I need the cross-mapped indicies for numpy union and intersection operations. The code I have below works fine, but I would like to vectorize it before I apply it to large data
For cases like these, you might want to convert the strings into numerals, as working with them is far more efficient. Also, given the fact that the outputs are numeric arrays, it makes more sense to have them as numeric IDs upfront. Now, for this conversion to numeric IDs, I have seen people using lambda
among other approaches, but I would go with np.unique, which is quite efficient for cases like these.

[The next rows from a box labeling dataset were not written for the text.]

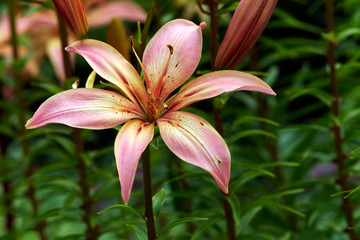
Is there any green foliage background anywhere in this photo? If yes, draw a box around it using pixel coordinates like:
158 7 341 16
0 0 360 240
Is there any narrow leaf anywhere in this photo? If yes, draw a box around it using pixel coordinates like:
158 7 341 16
98 204 143 218
158 217 208 237
126 224 147 240
225 196 241 226
152 189 166 218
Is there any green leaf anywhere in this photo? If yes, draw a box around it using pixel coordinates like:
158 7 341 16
336 27 360 42
268 202 305 218
238 206 262 232
158 217 208 238
126 224 148 240
191 217 223 240
229 116 279 130
152 189 166 218
344 186 360 198
98 204 144 219
290 88 332 107
233 162 275 177
226 129 276 145
225 195 241 226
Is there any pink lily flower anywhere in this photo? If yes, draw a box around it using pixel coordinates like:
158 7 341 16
0 0 147 84
26 19 275 203
215 0 277 69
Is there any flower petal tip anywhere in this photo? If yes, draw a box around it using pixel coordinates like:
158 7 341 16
199 22 206 30
65 45 76 52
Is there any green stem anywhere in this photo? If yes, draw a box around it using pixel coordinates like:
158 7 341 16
58 14 100 240
326 0 357 240
57 14 73 82
138 0 159 62
8 0 46 240
142 146 156 240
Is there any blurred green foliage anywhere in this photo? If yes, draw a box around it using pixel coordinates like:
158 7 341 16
0 0 360 240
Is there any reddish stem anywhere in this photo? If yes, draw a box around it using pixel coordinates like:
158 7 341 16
326 0 357 240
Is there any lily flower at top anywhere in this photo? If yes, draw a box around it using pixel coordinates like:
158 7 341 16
26 19 275 203
215 0 277 69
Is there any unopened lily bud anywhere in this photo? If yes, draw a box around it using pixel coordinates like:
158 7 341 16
106 18 130 61
215 0 277 69
52 0 89 37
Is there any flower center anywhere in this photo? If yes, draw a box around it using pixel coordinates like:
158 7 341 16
147 89 168 122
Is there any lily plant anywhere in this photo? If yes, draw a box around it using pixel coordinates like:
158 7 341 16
26 19 275 204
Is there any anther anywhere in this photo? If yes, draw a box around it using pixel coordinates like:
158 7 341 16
156 98 168 109
166 43 174 55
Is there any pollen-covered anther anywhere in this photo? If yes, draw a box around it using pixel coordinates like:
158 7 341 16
156 98 168 109
166 43 174 55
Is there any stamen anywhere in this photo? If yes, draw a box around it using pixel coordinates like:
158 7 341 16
156 43 174 96
129 36 150 89
166 43 174 55
71 79 79 89
156 98 168 109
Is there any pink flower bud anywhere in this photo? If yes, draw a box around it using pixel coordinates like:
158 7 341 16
215 0 277 69
52 0 89 37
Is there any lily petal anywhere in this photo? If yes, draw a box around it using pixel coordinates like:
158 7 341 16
46 37 75 86
115 119 154 204
26 88 141 129
143 19 206 100
66 39 147 109
85 1 147 27
167 70 276 111
157 112 230 193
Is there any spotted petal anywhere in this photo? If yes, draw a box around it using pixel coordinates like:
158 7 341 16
143 19 205 100
66 39 147 109
157 112 230 193
168 70 276 111
115 119 154 204
26 88 141 129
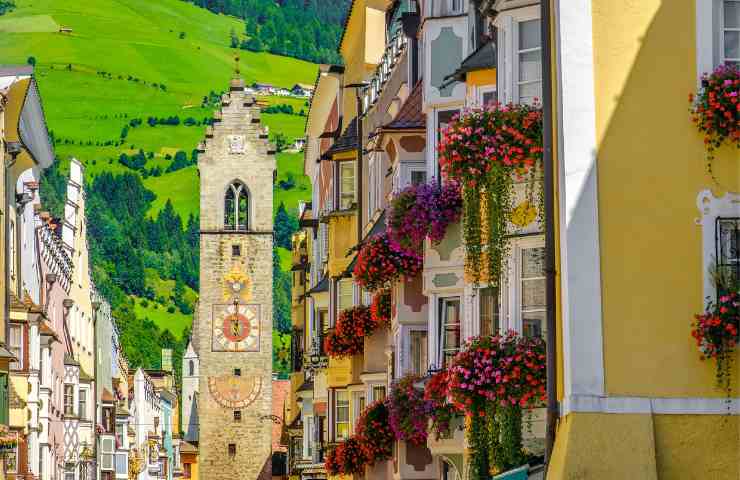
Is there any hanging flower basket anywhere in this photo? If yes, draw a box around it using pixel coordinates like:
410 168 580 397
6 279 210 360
324 436 367 475
424 370 459 440
438 103 543 283
356 400 395 466
388 179 462 251
689 64 740 159
353 233 422 292
449 332 546 479
370 289 391 327
691 291 740 395
385 375 429 445
324 305 378 357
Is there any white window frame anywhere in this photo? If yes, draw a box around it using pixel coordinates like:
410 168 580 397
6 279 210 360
8 323 24 370
494 5 542 103
499 235 547 335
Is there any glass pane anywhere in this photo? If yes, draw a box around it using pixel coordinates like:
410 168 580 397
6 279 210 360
725 32 740 59
479 287 500 337
724 0 740 28
522 310 546 337
522 278 545 309
522 248 545 278
519 50 542 82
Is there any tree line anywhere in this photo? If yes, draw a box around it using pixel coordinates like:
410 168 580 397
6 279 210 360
185 0 350 63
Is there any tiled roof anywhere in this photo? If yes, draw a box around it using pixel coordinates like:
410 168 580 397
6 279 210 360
325 117 357 155
383 81 426 130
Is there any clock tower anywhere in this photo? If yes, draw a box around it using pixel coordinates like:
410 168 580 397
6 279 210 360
193 79 275 480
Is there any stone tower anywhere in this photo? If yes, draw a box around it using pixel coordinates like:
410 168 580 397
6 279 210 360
193 79 276 480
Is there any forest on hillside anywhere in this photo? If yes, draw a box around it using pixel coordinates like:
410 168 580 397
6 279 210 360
185 0 351 63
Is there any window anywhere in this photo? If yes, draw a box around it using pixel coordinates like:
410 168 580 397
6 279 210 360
100 436 115 471
719 0 740 65
517 19 542 104
114 453 128 478
373 385 385 402
0 373 10 425
3 432 18 473
334 390 349 441
714 217 740 294
116 422 126 449
224 182 249 230
439 297 460 367
520 247 546 337
8 325 23 370
339 161 355 210
78 389 87 420
478 287 501 337
337 278 354 312
64 385 75 417
410 330 429 376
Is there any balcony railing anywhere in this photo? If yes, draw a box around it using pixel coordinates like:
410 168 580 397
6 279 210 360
362 30 408 113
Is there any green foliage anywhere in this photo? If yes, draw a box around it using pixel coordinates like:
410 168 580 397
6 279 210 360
186 0 350 63
272 248 291 333
274 202 298 250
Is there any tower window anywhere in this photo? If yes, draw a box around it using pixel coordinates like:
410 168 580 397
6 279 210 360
224 181 249 230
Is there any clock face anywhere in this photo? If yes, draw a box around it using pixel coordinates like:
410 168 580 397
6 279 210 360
208 375 262 408
213 304 260 352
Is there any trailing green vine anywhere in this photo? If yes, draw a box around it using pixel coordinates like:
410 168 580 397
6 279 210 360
439 103 543 284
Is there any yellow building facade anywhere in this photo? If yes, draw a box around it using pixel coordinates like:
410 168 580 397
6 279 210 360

Here's the implementation starting with the numeric ID conversion -
# ------------------------ Setup work -------------------------------
_,idx1 = np.unique(np.append(A,B),return_inverse=True)
A_ID = idx1[:A.size]
B_ID = idx1[A.size:]
# ------------------------ Union work -------------------------------
# Get length of zc, which would be the max of ID+1.
lenC = idx1.max()+1
# Initialize output array zc and fill with NaNs.
zc1 = np.empty((lenC,3,))
zc1[:]=np.nan
# Fill first column with consecutive numbers starting with 0
zc1[:,0] = range(0,lenC)
# Most important part of the code :
# Set the cols-1,2 at places specified by IDs from A and B respectively
# with values from 0 to the extent of the respective IDs
zc1[A_ID,1] = np.arange(A_ID.size)
zc1[B_ID,2] = np.arange(B_ID.size)
# ------------------------ Intersection work -------------------------------
# Get intersecting indices between A and B
intersect_ID = np.argwhere(A_ID[:,None] == B_ID)
# Initialize output zd based on the number of interesects
lenD = intersect_ID.shape[0]
zd1 = np.empty((lenD,3,))
zd1[:] = np.nan
# Fill first column with consecutive numbers starting with 0
zd1[:,0] = range(0,lenD)
zd1[:,1:] = intersect_ID